NOTE: Subsurface lines and DLR aren't supported due to lack of reliable vehicleID field in API's arrivals feed. DLR is mapped, but it is not going to work. Metropolitan Line is also mapped, but reports a lot of false departures of the trains with ID "000". I understand that subsurface and DLR networks are exactly the kind of systems worth monitoring with this software, so their addition is a priority, but it requires significantly different analysis strategies.
Most of the limitations are described in How to use section. This section will be completed soon when full documentation is done.
No formal licence currently applies to this software.

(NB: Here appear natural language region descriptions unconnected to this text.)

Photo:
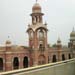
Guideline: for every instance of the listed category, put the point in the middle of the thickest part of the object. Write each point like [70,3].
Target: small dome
[36,8]
[8,42]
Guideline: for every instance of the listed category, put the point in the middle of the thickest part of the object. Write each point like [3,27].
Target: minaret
[59,45]
[72,39]
[37,32]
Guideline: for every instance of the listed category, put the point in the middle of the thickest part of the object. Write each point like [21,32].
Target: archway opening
[25,62]
[63,57]
[69,56]
[16,63]
[1,64]
[54,58]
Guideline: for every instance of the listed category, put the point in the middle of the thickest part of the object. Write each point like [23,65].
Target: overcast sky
[15,17]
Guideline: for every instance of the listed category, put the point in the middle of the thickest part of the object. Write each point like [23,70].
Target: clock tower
[37,32]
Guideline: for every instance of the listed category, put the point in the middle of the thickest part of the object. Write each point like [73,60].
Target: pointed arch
[1,64]
[54,58]
[63,57]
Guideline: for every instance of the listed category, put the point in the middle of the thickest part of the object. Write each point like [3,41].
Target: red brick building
[38,52]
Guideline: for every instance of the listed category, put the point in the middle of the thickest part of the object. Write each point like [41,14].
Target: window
[1,64]
[54,58]
[16,63]
[63,57]
[25,62]
[69,56]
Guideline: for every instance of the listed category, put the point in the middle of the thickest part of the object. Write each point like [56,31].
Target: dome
[36,8]
[72,33]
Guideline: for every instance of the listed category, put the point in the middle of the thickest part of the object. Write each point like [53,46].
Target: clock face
[31,34]
[41,34]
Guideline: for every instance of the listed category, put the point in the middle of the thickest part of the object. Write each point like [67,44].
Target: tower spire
[36,1]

However, if you use this project or its outputs in any public-facing work, please include a reference or attribution to the original author.

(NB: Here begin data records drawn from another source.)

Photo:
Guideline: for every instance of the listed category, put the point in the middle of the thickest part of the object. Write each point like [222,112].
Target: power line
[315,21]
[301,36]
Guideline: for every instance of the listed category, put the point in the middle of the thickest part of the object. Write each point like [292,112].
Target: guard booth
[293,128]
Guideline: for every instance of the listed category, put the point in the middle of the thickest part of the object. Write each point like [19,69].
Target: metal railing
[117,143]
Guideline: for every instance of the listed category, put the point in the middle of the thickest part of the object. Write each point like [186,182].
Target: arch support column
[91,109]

This project is in a very early stage of development. Some modules currently lack full commenting, and there is not yet a comprehensive public documentation of the system’s internal logic — this will be released soon.
The codebase is highly nuanced due to the realities of working with TfL’s Arrivals API, which is not designed for the kind of tracking, reconstruction, and analytical use this project performs. Access to reliable Tube timetable data is also significantly more difficult than it appears. All of this complexity will be explained in detail in the upcoming documentation.
At present:
- Do not rely on the software for long-running accuracy.
Many lines start reporting incorrect or unstable data after around 3–4 hours of continuous operation. - Several lines are experimental or partially implemented and may not function as intended.
- A full explanation video and a keynote presentation will be released soon, outlining the system’s purpose, architecture, and methodology.
Created with assistance from ChatGPT by OpenAI, thus include partially AI generated code, though all code has been reviewed and cleaned to remove AI artifacts.